Playing the rough-around-the-edges R&B-steeped rock and roll that can trace its lineage back to the early '60s, the Makers revel in the dirty guitars and moody rhythms akin in spirit to mod's rowdiest days. The biggest difference separating the Makers from their mod predecessors, however, is attitude. Where the Who and the Small Faces were content to hang out with Mamma and her squeeze box or lollygag in Itchycoo Park, the Makers would rather clean their fingernails with the tip of a switchblade. Though rocking, the album also finds the quartet letting its softer side peek through, with string arrangements and more pensive tempos popping up amid the band's usual offerings of hyped-up rock and roll.

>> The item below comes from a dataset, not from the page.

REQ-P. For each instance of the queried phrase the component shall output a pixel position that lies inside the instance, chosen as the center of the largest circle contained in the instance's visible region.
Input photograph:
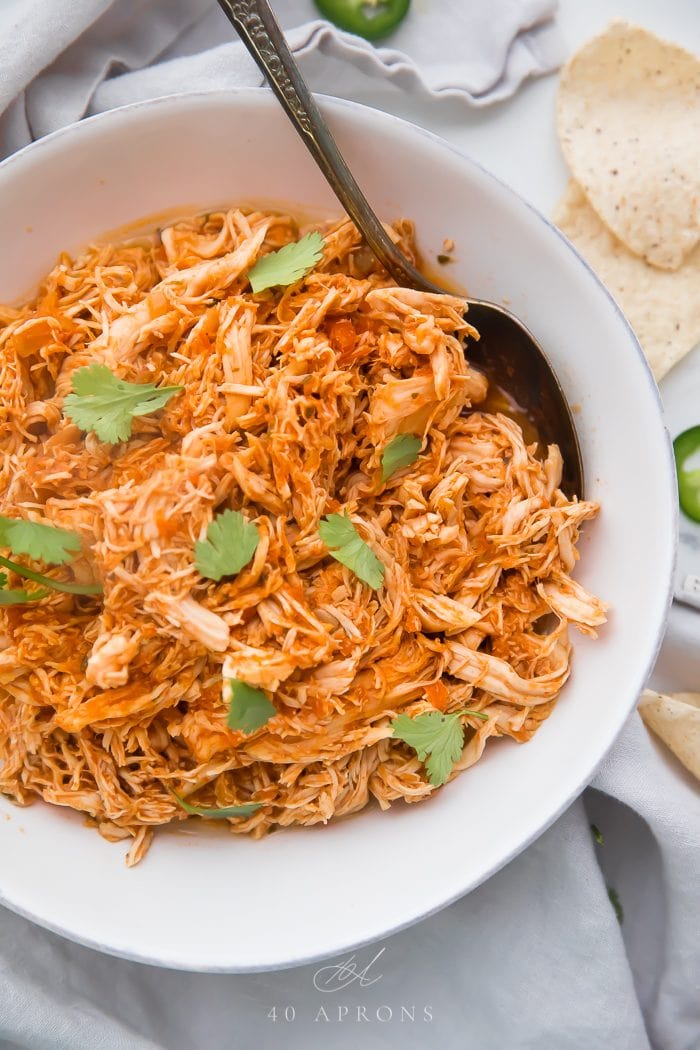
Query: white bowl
(207, 901)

In its rawest form, rock isn't as much about precision as it is attitude and energy, a theory the Makers stick to strongly on this album. Flashing rusty, barbed-wire guitars and cocksure arrangements, Rock Star God finds the band spicing up the standard garage fare with a touch of punk swagger, giving this album a dangerous sheen. Be it championing stylistic suicides ("A Better Way Down"), or throwing haunting keyboards into its sound ("This Is Death Row"), the band infuses its dated style with a fresh sense of decadence.

When settling into a more relaxed groove, the Makers broaden their sound while keeping the character in their songs. Whether bringing in a pillowy string section to flesh out the intro to "Star Power," or loosening up its stranglehold on its songs, as in "Give Me Back Yesterday," the band finds a new sense of maturity with this album.

At times, however, the Makers' junk-rock influence proves too heavy-handed to keep its songs afloat. Smothering the subtleties in its sound with a blanket of overblown rock stylings, the Makers go over the top too often to keep some of the cartoonish aspects of trash rock from popping up. From the ridiculous "Sex Is Good Food," to the "I'm a Concrete Wall," featuring sloppy guitar leads and rhythms that never connect, the Makers stray too far from the sense of roots that makes their other numbers succeed.

The days of classic garage rock are long gone. With Rock Star God, though, the Maker's twist on the sound again makes sure the style won't fade into the annals of bygone genres or fester in a dusty rut of repetition.